Hacker Newsnew | past | comments | ask | show | jobs | submitlogin
Asynchronous Processing in Web Apps, Part 1: A Database Is Not a Queue (gomiso.com)
59 points by nesquena on Nov 15, 2012 | hide | past | favorite | 27 comments


With a traditional database this typically means a service that is constantly querying for new processing tasks or messages.

Traditionally, but not necessarily; PostgreSQL supports the LISTEN and NOTIFY commands for asynchronous notifications, without polling.


I agree and if polling was the only consideration then this would mitigate the issue. Admittedly I didn't cover this as much in my article but there's also a lot of other flexibility afforded by a good message queue around delivery strategies, consumption strategies, error handling, etc that you would have to do much more manually and painfully trying to shoehorn it into a database (even a good one). I am not saying PostgreSQL notify commands are not useful for certain tasks, just encouraging people to understand the tools available and pick the right one for the job.


Also, Axiom, my favorite little Python object layer over SQLite, has native scheduler support. Whenever loading a store (well, starting the store's scheduler service), all things-to-happen are scheduled to run using Twisted's event loop. And, well, event loops are very good at efficiently waiting for things to be done in the future :)

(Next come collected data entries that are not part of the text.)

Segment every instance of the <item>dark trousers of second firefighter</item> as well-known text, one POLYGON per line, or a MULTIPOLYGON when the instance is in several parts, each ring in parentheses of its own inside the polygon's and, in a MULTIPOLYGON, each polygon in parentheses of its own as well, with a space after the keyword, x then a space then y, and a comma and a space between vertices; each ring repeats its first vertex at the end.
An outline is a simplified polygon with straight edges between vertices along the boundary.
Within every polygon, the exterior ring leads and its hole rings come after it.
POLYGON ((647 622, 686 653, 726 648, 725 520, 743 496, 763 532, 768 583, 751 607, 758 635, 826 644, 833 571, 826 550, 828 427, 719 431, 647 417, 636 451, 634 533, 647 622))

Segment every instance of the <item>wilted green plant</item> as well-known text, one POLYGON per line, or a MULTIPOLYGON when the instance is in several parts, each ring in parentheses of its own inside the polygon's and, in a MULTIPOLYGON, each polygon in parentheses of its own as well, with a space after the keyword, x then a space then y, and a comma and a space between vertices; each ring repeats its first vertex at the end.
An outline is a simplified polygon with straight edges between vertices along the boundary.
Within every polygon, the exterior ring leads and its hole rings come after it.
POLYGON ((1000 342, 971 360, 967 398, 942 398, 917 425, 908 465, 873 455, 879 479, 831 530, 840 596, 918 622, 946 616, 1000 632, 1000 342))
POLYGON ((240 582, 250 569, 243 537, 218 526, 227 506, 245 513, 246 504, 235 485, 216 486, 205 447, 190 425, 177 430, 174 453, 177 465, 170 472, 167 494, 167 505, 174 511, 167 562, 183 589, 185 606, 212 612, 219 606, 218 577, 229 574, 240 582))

queue_classic is a postgresql job queue that can use listen/notify. http://www.postgresql.org/docs/9.1/static/sql-notify.html

Although queue_classic doesn't use listen/notify by default, and I'm not sure why. I think it should, it seems to perform better.


1) The article claims that queues is a replacement for a database thus it solves all the problems with DB solution. In reality, if you have to have reliability and data integrity guarantees, then a messaging queue system will be using a DB under the hood (in the best case, it will be off-the-shelf DB, in the worst, something homegrown). All the same problems and considerations apply. You run into the same DB problems with the need to manually optimize queue tables, etc. because message queues rarely do a good job there. Of course, all the commit issues discussed above apply to.

2) The issue with polling is easily solved by using modern DBs (e.g. Postress with listen/notify) or just plain old triggers/stored procedures. Yes, it will be a custom solution but it will be simpler from operational perspective than a "generic" do-it-all solution.

3) Lastly, it all depends on the task. At WePay we use gearmand backed by a DB. We have seen it working really well and helping us handle 1000x spikes from normal load w/o a single problem. However, we did quite a few modifications to get there from the "stock" code to customize it to our use-case and have 200% data integrity and reliability guarantees.


I understood the point as "Don't use a database as a replacement for a queue". Use the right tool for the job.

The fact that gearmand is backed by a DB is not at all the same as using a DB for a queue directly. Gearmand just uses a database as a backup that it can reload tasks when it get's restarted.


Yes. However, you have same issues with DB tables receiving tons of inserts/deletes/selects. This is the worst possible DB load :)


DB's are designed for this purpose.


I dunno. I've seen companies go through 4 or 5 different message queue systems and find that none of them work quite right.

12 years or so ago I developed a few systems that used qmail as a message queue and I was pretty happy with that.

Asynchronous processing is a necessary evil, but I think a lot of people underestimate the difficulty. It's one thing to compress a video in the background, but if you have one asynchronous task that spawns a bunch of asynchronous tasks and they spawn asychronous tasks and someday they all come together... Well maybe they come together someday. There's a definite "complexity barrier" you hit when asynchronous applications rapidly become harder to maintain.

There are ways around this, but I've frequently seen MQ-based systems that never get "done".


I believe this is the problem that Storm was supposed to solve ( https://github.com/nathanmarz/storm ). Or Amazon's SWF ( http://aws.amazon.com/swf/ ). They work in the case where you can define the flow between all of the tasks.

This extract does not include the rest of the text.